Beth Orton's first new album in seven years, and seven years without an album is no laughing matter: if anything, it makes you predisposed to the idea that maybe the artist really has some­thing to say, if it took him/her seven years to say it. On the other hand, everything that we already knew about Beth Orton sort of predisposed us to the idea that it would be rash to expect a good album from somebody who'd consciously ditched her chief know-how in favor of a third-rate singer-songwriter career. All in all, an intriguing situation — at least until you tear your gaze from the pretty / intelligent profile on the sleeve cover and start playing the actual music.

The best thing I can say about the music is that it is at least significantly more involving than Comfort Of Strangers. The folksy arrangements are not as lethargic or minimalistic this time around; there is a decent rhythm section that can keep it steady or get in a little swing mode if necessary, there are some dynamic string arrangements, and she seems to have spent more time working out the hooks. In other words, the songs at least try to flutter and thrash around rather than just sink to the bottom in one go. Unfortunately, about half of them now end up sounding like uninventive imitations of early Joni Mitchell — and once again, I have trouble understanding what exactly about them belongs to Beth Orton, the Artist of Her Own Persuasion.

A whole three singles (as opposed to a maximum of two) were culled from the album, so let us try and concentrate on these. ʽSomething More Beautifulʼ is one of the slowest and «downiest» numbers on the record — a transparent sign that «commercialism» is farther from the artist's mind than ever before. Unfortunately, it is simply bad. Oversung (drenched in breathy glottal stops — "in what you belee-hh-eeve" — so we do not make a dreadful mistake thinking that the song was not recorded soon after a hysterical crying fit), overpunctuated by Pathetic String Bursts at the start of each chorus, and yet lacking anything resembling a proper hook, it's 100% atmo­sphere, pumped up after a traditional, predictable recipé.

ʽMagpieʼ, which was used to open the album, is a straightforward attempt at writing in the old folk style, musically and lyrically, and since it does not pretend to the status of «grand tragedy», like ʽSomething More Beautifulʼ does, it is far easier to enjoy, with a nice «depressed-but-not-suicidal» flavor to the vocals.

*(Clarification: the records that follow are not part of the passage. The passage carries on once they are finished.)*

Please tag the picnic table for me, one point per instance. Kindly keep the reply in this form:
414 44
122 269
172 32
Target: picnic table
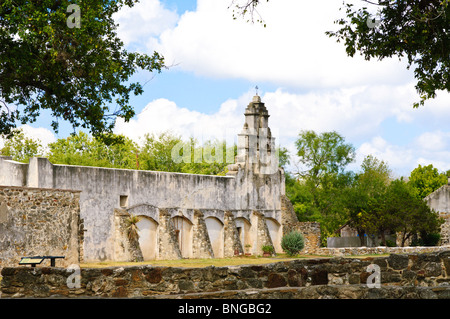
36 260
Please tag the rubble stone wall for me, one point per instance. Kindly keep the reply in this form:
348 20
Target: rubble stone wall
39 222
403 271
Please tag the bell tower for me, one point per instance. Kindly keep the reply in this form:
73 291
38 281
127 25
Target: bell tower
256 147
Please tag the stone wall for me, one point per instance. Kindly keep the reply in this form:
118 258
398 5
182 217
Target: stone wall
361 251
409 271
439 200
37 222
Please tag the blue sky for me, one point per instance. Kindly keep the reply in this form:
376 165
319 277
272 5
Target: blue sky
304 77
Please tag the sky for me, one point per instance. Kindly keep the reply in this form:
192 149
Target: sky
305 79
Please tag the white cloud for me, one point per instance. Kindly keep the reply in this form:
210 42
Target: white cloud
292 50
162 115
43 135
140 24
428 148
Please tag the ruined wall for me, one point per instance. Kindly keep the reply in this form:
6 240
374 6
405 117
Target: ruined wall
304 278
36 222
439 200
105 189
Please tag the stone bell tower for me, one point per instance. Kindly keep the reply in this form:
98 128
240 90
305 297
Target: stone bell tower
256 147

The major hookline ("what a lie, what a lie...") sounds like it's been lifted from The Cranberries (in fact, as the years go by, Beth sounds more and more like a techni­cally weaker counterpart of Dolores O'Riordan), but when we are talking folksy singer-song­writing, such observations can never be spoken in an accusative tone anyway.

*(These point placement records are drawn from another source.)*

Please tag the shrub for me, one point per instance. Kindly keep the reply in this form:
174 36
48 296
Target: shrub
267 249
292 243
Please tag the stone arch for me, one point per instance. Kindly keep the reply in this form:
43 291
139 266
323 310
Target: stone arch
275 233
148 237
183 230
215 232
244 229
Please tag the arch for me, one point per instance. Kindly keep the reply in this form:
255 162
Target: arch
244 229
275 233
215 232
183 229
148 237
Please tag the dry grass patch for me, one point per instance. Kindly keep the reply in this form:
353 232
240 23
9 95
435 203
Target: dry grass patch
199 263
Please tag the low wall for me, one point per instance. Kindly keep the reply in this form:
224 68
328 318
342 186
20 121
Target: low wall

The third, and best, single was ʽCall Me The Breezeʼ — not a J. J. Cale cover (as fun as it would be for Beth to cover J. J. Cale), but an original composition, something of a humble pantheistic anthem ("call me the earth, call me the stars...") set to a lively folk-pop rhythm and peppered with light, ghostly, but friendly vocals. Maybe if there were more songs like this on the album, its diagnostic facial features would have finally begun to emerge — it is like a soft «country ron­deau» with a cool combination of guitars, percussion, and electric organ and without any self-aggrandizing pathos to turn off the seasoned listener.

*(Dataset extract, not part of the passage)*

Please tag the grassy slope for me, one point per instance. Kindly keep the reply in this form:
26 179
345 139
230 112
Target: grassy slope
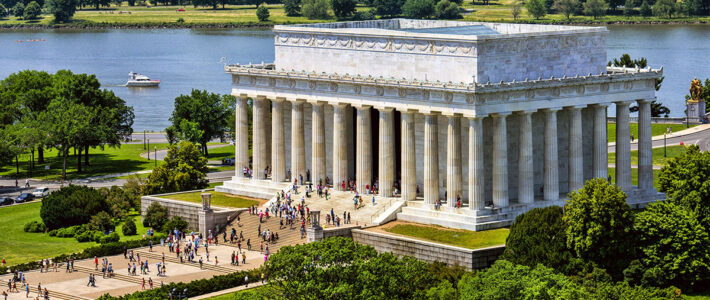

Alas, such is not the case: the overall proportions of bad to mediocre to nice on Sugaring Season are more or less the same as in the singles subarray, and there is no incentive for me to talk about the rest. Essentially, we are dealing here with just another out of the miriad «neo-folk» records, which would have probably sunk like a stone if not for the artist's enduring reputation that was earned with far more interesting work — think Eric Clapton, if you wish, the difference being that the latter could at least always offer redemption for his tepid studio output on the stage, while Beth has pretty much disowned her entire «folktronica» legacy and is now insisting on persisting as a second-rate neo-folkie. Of course, seasoned lovers of this style will always find ten thousand subtle reasons why Sugaring Season has its own charm, quite different from that of Joni, Sandy, or Emmylou — but I honestly see no sense in wrecking my brain over what any of those reasons could be. As far as I'm concerned, she is simply not cut out for this line of work.